UnicodeEncodeError: 'ascii' codec can't encode characters in position 2-3: ordinal not in range(128)

luvensaitory commented 6 years ago

Details

My data is about Chinese Math questions : 小蓉吃了8顆水餃，小宇吃了10顆水餃，誰吃的水餃比較多？ ( )吃的多

And the training data is : 小小蓉人名 B-人名蓉小蓉人名 E-人名吃吃 VC S 了了 Di S 8 8 Neu S 顆顆 Nf S 水水餃 Na S 餃水餃 Na S ，， COMMACATEGORY S 小小宇人名 B-人名宇小宇人名 E-人名吃吃 VC S 了了 Di S 1 10 Neu S 0 10 Neu S 顆顆 Nf S 水水餃 Na S 餃水餃 Na S ，， COMMACATEGORY S 誰誰 Nh S 吃吃 VC S 的的 DE S 水水餃 Na S 餃水餃 Na S 比比較 Dfa S 較比較 Dfa S 多多 VH S ？？ QUESTIONCATEGORY S ( ( PARENTHESISCATEGORY S ) ) PARENTHESISCATEGORY S 吃吃 VC S 的的 DE S 多多 VH S

umoqnier commented 5 years ago

I have the same problem with Otomí (mexican language). My Traceback looks like this

'ascii' codec can't encode character '\xe9' in position 8: ordinal not in range(128)

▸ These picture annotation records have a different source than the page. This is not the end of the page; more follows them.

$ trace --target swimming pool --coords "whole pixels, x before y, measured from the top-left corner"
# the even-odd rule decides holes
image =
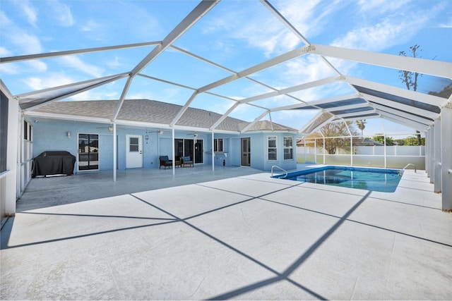
[[[402,178],[399,169],[322,166],[274,176],[287,180],[314,183],[366,190],[393,192]]]

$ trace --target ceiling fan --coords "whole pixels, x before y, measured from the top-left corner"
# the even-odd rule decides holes
[[[109,125],[107,127],[105,127],[104,126],[104,127],[98,127],[98,128],[106,128],[106,129],[108,130],[108,131],[109,133],[112,133],[113,132],[113,125]],[[117,128],[116,130],[124,130]]]
[[[193,134],[186,134],[186,135],[187,136],[193,136],[196,138],[196,137],[198,137],[198,132],[194,132]]]
[[[146,130],[146,134],[149,134],[150,133],[158,133],[158,135],[162,135],[163,134],[163,131],[162,130],[162,129],[159,129],[158,130],[152,130],[150,132]]]

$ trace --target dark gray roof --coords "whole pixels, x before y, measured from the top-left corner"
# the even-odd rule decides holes
[[[34,111],[90,118],[110,119],[118,104],[117,100],[92,100],[54,102],[34,109]],[[138,121],[168,125],[182,109],[182,106],[149,99],[126,99],[117,121]],[[188,108],[177,122],[177,125],[198,128],[210,128],[222,115],[201,109]],[[239,132],[250,123],[226,117],[217,130]],[[272,127],[273,124],[273,127]],[[288,130],[296,129],[268,121],[256,123],[249,131]]]

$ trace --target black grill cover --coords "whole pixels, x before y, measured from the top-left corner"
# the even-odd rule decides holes
[[[33,159],[32,176],[72,175],[76,156],[66,151],[47,151]]]

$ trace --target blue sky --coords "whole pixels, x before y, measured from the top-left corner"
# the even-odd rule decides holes
[[[270,1],[312,44],[398,55],[420,45],[420,56],[452,61],[452,1],[326,0]],[[0,56],[162,40],[197,4],[197,1],[1,0]],[[304,45],[257,0],[223,0],[182,35],[174,45],[234,71],[241,71]],[[0,65],[13,94],[130,71],[153,47],[55,57]],[[343,74],[403,88],[396,70],[331,59]],[[231,73],[174,49],[158,56],[143,74],[194,88]],[[314,55],[264,70],[252,78],[275,88],[333,75]],[[448,82],[422,75],[418,91],[439,91]],[[125,80],[96,88],[69,100],[119,98]],[[212,90],[232,99],[270,91],[241,79]],[[305,101],[352,92],[347,85],[294,93]],[[136,77],[126,98],[147,98],[183,105],[192,91]],[[272,108],[292,104],[287,97],[261,100]],[[225,113],[232,100],[209,94],[191,106]],[[251,121],[263,109],[239,106],[231,116]],[[273,113],[272,121],[299,129],[316,111]],[[266,118],[268,118],[267,116]],[[388,133],[412,130],[384,121]],[[383,131],[380,120],[369,120],[364,135]]]

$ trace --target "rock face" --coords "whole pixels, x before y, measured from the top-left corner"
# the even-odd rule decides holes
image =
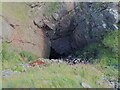
[[[33,22],[23,27],[3,21],[4,40],[37,56],[49,57],[50,47],[57,54],[67,55],[94,42],[101,32],[118,29],[115,3],[56,4],[57,7],[49,7],[46,3],[28,3],[31,7],[29,14],[36,13]],[[46,15],[48,11],[50,14]]]
[[[52,14],[41,18],[38,21],[42,24],[35,23],[45,30],[52,49],[59,54],[74,52],[94,42],[102,31],[118,29],[115,3],[59,3]]]
[[[6,8],[15,9],[16,4],[19,8],[21,7],[20,3],[6,3]],[[35,26],[31,18],[25,22],[24,19],[18,18],[19,15],[15,16],[16,12],[10,14],[6,8],[3,8],[2,30],[0,30],[2,31],[2,41],[15,46],[18,51],[28,51],[37,57],[48,58],[50,41],[45,32]],[[19,11],[19,9],[16,10]],[[21,16],[23,17],[23,15]],[[20,22],[20,20],[23,22]]]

And the first three elements of xseq list looks like this:

[[b'bias', b'letterLowercase=d', b'postag=unkwn', b'BOS', b'nxtpostag=cnj', b'BOW', b'nxtletter=<i', b'nxt2letters=<ig', b'nxt3letters=<ige', b'nxt4letters=<igeh'], [b'bias', b'letterLowercase=i', b'postag=unkwn', b'BOS', b'nxtpostag=cnj', b'letterposition=-7', b'prevletter=d>', b'nxtletter=<g', b'nxt2letters=<ge', b'nxt3letters=<geh', b'nxt4letters=<geh\xc3\xb1'], [b'bias', b'letterLowercase=g', b'postag=unkwn', b'BOS', b'nxtpostag=cnj', b'letterposition=-6', b'prev2letters=di>', b'prevletter=i>', b'nxtletter=<e', b'nxt2letters=<eh', b'nxt3letters=<eh\xc3\xb1', b'nxt4letters=<eh\xc3\xb1a']]

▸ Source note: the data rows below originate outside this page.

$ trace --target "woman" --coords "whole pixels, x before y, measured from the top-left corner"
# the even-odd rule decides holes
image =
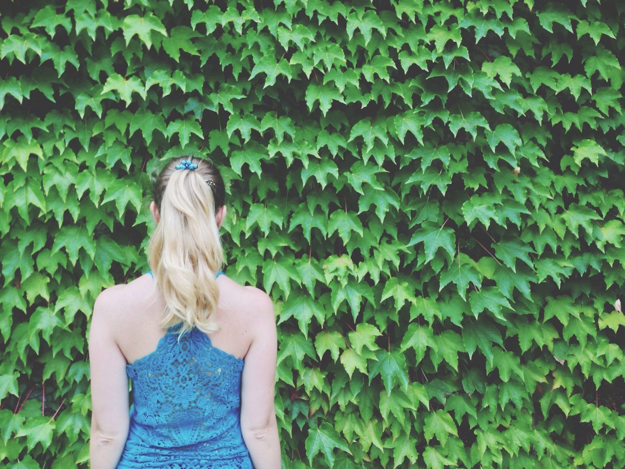
[[[224,196],[209,162],[170,161],[150,204],[152,270],[96,300],[93,469],[281,466],[273,306],[221,271]]]

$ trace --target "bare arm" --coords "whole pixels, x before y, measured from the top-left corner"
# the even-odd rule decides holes
[[[274,398],[278,337],[273,305],[258,291],[254,306],[258,317],[245,356],[241,385],[241,431],[255,469],[280,469],[280,441]]]
[[[92,415],[89,438],[92,469],[114,469],[128,435],[128,378],[126,358],[114,339],[115,305],[110,289],[93,306],[89,336]]]

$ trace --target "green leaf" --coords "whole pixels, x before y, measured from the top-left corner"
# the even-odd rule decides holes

In previous step i try to do this for encoding but seems not works property:

featurelist.append([f.encode('utf-8') for f in features])

Weber12321 commented 1 year ago

Is this problem solved? I have the same problem with same error trying to train the NER model with Chinese too...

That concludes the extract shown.